Muerte             

 

Muerte:
Ocurrió hace bastantes años: un prestigioso teólogo protestante alemán pronunció una conferencia en Madrid sobre la muerte. Dado que nada dijo sobre la fe del cristianismo —y de muchas otras religiones— en una posible pervivencia más allá de la muerte, me atreví, en el encuentro que siguió a su intervención, a plantearle la pregunta por lo que solemos llamar “el más allá”. Recuerdo que lo hice con bastante inseguridad, ya que por el tenor de su conferencia sospechaba lo que en realidad ocurrió: mi pregunta no fue de su agrado. Intentó “despacharla” por la vía rápida, asegurándome que carecía de base en el Nuevo Testamento. Metidos ya en harina, le mencioné algunos textos bíblicos sobre el tema y apelé a que el más importante teólogo católico del siglo XX, Rahner, había afirmado que el Nuevo Testamento se escribió “a la luz de la resurrección”; y, para hacerle la cosa más familiar, le dejé caer que dos grandes maestros de la teología protestante, Barth y Bultmann —él era discípulo de Bultmann— solían repetir que los términos “Dios” y “resurrección” son equivalentes. Llegados a este punto, su respuesta tomó un cariz completamente inesperado para mí. Con la mirada perdida, y casi sin darse cuenta de mi presencia, comenzó a hablar de su hijo, recientemente fallecido. Me contó que era muy joven, que la enfermedad fue larga y dolorosa. Por las tardes salía al jardín y se sentaba en una hamaca; poco después llegaban su novia y algunos amigos; con naturalidad, sin prisas, hablábamos de todo un poco.
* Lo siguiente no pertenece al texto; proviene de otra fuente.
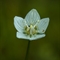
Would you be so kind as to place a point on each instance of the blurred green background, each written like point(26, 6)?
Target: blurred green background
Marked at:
point(12, 48)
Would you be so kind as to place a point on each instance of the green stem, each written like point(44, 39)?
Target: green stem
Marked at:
point(26, 58)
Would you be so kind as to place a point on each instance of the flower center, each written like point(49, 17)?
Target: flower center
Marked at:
point(31, 29)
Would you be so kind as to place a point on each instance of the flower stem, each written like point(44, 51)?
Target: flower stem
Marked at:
point(26, 58)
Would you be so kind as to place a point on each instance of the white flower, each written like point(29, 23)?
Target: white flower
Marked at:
point(32, 27)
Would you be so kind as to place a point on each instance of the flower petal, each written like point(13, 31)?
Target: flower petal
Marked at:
point(19, 23)
point(37, 37)
point(23, 36)
point(42, 26)
point(32, 17)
Cuando todo terminó —me explicó con cierta emoción— su novia siguió viniendo a verme; se casó con un ayudante mío de cátedra; tienen dos hijos, que también vienen a verme; son mis nietos; la hamaca también sigue allí. Y mirándome fijamente concluyó: todo ello, su novia, los hijos de su novia, el jardín, la hamaca, ya vacía, y un montón de recuerdos es lo que queda de mi hijo. “A esas realidades se reduce su nueva vida, por la que usted al parecer tanto se interesa”. Siguió un prolongado silencio que yo ya no me atreví a quebrantar con el mismo tema.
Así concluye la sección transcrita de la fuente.